When Did We Decide Influencers Know Us Better Than We Know Ourselves?
At some point—quietly, gradually—we started outsourcing our intuition.
We began looking to influencers to tell us what to eat, how to dress, when to rest, what our home should look like, how to grieve, and even how to heal. We stopped asking ourselves what felt true. What feels right. We scroll to find certainty instead of sitting with ourselves.
For many of us, this didn’t begin with social media. It began in childhood.
Children who grow up with trauma or inconsistent attachment often learn one painful lesson early on: “I can’t trust myself.” Maybe you were convinced your reality wasn’t how you perceived it to be. Maybe your needs were ignored, or your emotions were too big for the people around you. So, like many of us, you learned to scan the room instead of checking in with your body. You learned to ask, “Is this okay?” before you let yourself feel or speak or want anything at all.
Now we’re reenacting that same dynamic in our adult lives—at work, in our relationships, on sports teams, and increasingly, online.It makes sense. Insecure attachment wires us to seek external regulation: someone to tell us we’re doing it right, that we’re safe, that we’re okay. And in a world full of content creators offering curated solutions, it’s easy to confuse their authority with our own inner knowing.
But healing asks us to pause. To reclaim the voice inside that trauma taught us to ignore.
So how do we reconnect with our intuition?
Here are a few places to start:
Build a relationship with your body
Your body holds the blueprint of your intuition. Start with basic somatic check-ins. Throughout your day, ask: What am I feeling? Where do I feel it? What does this sensation want me to know?

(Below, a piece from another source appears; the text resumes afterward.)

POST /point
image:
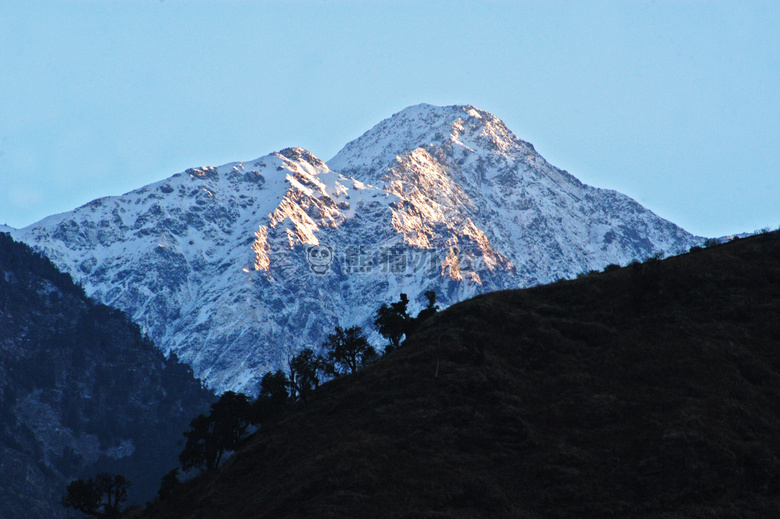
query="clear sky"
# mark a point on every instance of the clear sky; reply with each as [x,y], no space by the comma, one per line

Work with a trauma-informed clinician
You don’t have to do this alone. A skilled therapist can help you unpack the reasons why you struggle to trust yourself. Together, you can build safety in your nervous system so that intuition feels accessible again—not dangerous or confusing.
Watch your “fawning” response
If you find yourself constantly agreeing, appeasing, or shaping your identity to match the people or accounts you follow, gently ask yourself: What am I afraid will happen if I trust my own instincts instead?

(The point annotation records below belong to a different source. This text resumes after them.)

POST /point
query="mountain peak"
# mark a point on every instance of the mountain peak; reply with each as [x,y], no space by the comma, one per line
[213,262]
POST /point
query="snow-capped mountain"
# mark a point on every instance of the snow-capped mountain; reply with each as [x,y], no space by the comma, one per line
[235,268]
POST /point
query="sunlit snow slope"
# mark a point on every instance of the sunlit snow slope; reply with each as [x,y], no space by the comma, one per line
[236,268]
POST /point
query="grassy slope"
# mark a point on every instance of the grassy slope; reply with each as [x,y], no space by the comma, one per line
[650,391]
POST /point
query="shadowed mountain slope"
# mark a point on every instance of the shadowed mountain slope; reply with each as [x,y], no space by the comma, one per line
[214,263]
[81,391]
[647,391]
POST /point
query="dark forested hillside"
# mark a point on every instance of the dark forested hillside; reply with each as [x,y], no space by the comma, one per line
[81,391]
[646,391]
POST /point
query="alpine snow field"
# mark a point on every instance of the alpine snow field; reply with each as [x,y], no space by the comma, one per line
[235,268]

Practice saying “I don’t know”
Intuition doesn’t always give us immediate clarity. Sometimes it comes in whispers. Sometimes we have to create quiet for it to speak. Allow yourself the grace of not knowing right away.
Unfollow to reconnect
If your feed is full of voices that make you second-guess your own, curate more intentionally. Follow people who invite reflection, not performance. Who honor complexity, not certainty.Our attachment wounds may have taught us to outsource our truth, but healing is the process of remembering it. Rebuilding trust with your own voice is radical, sacred, and deeply possible.
You don’t need to earn your intuition. It’s already inside you. You may just need the right kind of support to listen again.